Articles | Volume 10, issue 9
Atmos. Chem. Phys., 10, 4111–4131, 2010
https://doi.org/10.5194/acp-10-4111-2010
Atmos. Chem. Phys., 10, 4111–4131, 2010
https://doi.org/10.5194/acp-10-4111-2010

  03 May 2010

03 May 2010

Elemental analysis of chamber organic aerosol using an aerodyne high-resolution aerosol mass spectrometer

P. S. Chhabra1, R. C. Flagan1,2, and J. H. Seinfeld1,2 P. S. Chhabra et al.
  • 1Division of Chemistry and Chemical Engineering, California Institute of Technology, Pasadena, CA, USA
  • 2Division of Engineering and Applied Science, California Institute of Technology, Pasadena, CA, USA

Abstract.

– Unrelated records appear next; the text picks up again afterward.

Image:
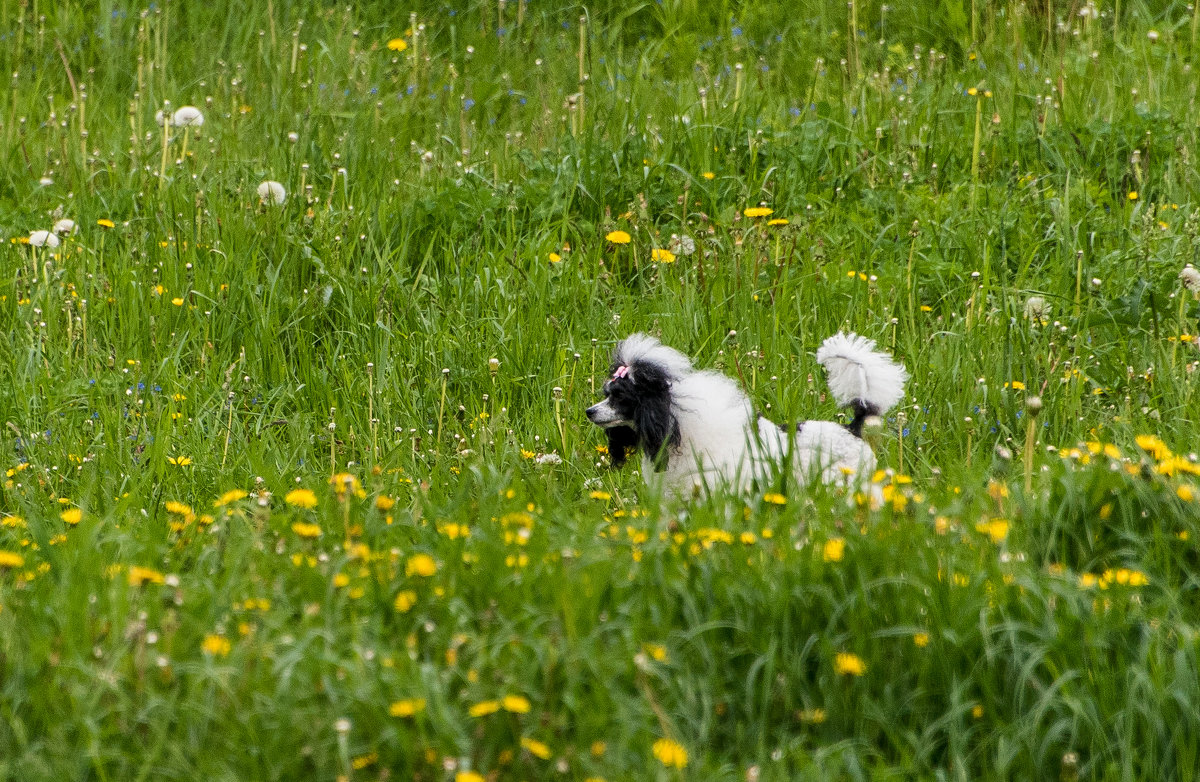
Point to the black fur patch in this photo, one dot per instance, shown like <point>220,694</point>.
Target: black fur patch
<point>862,411</point>
<point>643,397</point>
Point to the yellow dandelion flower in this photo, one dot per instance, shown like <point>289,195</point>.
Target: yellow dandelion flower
<point>216,645</point>
<point>300,498</point>
<point>670,753</point>
<point>407,708</point>
<point>142,576</point>
<point>305,529</point>
<point>232,495</point>
<point>405,601</point>
<point>657,651</point>
<point>420,565</point>
<point>847,663</point>
<point>11,559</point>
<point>814,716</point>
<point>1153,445</point>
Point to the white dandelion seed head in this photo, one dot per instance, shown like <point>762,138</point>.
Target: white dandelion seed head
<point>187,116</point>
<point>682,245</point>
<point>271,192</point>
<point>1037,310</point>
<point>43,239</point>
<point>1191,278</point>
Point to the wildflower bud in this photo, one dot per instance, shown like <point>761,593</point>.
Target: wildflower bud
<point>1191,278</point>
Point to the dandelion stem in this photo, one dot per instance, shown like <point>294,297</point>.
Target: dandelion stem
<point>442,405</point>
<point>583,44</point>
<point>162,168</point>
<point>975,148</point>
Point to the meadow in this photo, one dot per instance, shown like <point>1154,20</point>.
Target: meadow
<point>298,480</point>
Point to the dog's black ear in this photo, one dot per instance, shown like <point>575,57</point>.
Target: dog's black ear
<point>653,417</point>
<point>622,439</point>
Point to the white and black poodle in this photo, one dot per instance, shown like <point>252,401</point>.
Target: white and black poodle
<point>696,428</point>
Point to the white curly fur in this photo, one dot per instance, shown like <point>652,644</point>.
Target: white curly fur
<point>724,443</point>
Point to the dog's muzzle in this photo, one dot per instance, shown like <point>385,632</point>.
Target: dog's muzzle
<point>601,414</point>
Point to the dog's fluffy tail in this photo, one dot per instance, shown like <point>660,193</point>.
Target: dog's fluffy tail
<point>861,377</point>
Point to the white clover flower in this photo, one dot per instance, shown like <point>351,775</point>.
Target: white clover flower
<point>1191,278</point>
<point>187,116</point>
<point>682,245</point>
<point>1037,310</point>
<point>43,239</point>
<point>271,192</point>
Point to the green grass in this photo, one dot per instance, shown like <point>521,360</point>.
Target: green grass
<point>1024,606</point>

The elemental composition of laboratory chamber secondary organic aerosol (SOA) from glyoxal uptake, α-pinene ozonolysis, isoprene photooxidation, single-ring aromatic photooxidation, and naphthalene photooxidation is evaluated using Aerodyne high-resolution time-of-flight mass spectrometer data. SOA O/C ratios range from 1.13 for glyoxal uptake experiments to 0.30–0.43 for α-pinene ozonolysis. The elemental composition of α-pinene and naphthalene SOA is also confirmed by offline mass spectrometry. The fraction of organic signal at m/z 44 is generally a good measure of SOA oxygenation for α-pinene/O3, isoprene/high-NOx, and naphthalene SOA systems. The agreement between measured and estimated O/C ratios tends to get closer as the fraction of organic signal at m/z 44 increases. This is in contrast to the glyoxal uptake system, in which m/z 44 substantially underpredicts O/C. Although chamber SOA has generally been considered less oxygenated than ambient SOA, single-ring aromatic- and naphthalene-derived SOA can reach O/C ratios upward of 0.7, well within the range of ambient PMF component OOA, though still not as high as some ambient measurements. The spectra of aromatic and isoprene-high-NOx SOA resemble that of OOA, but the spectrum of glyoxal uptake does not resemble that of any ambient organic aerosol PMF component.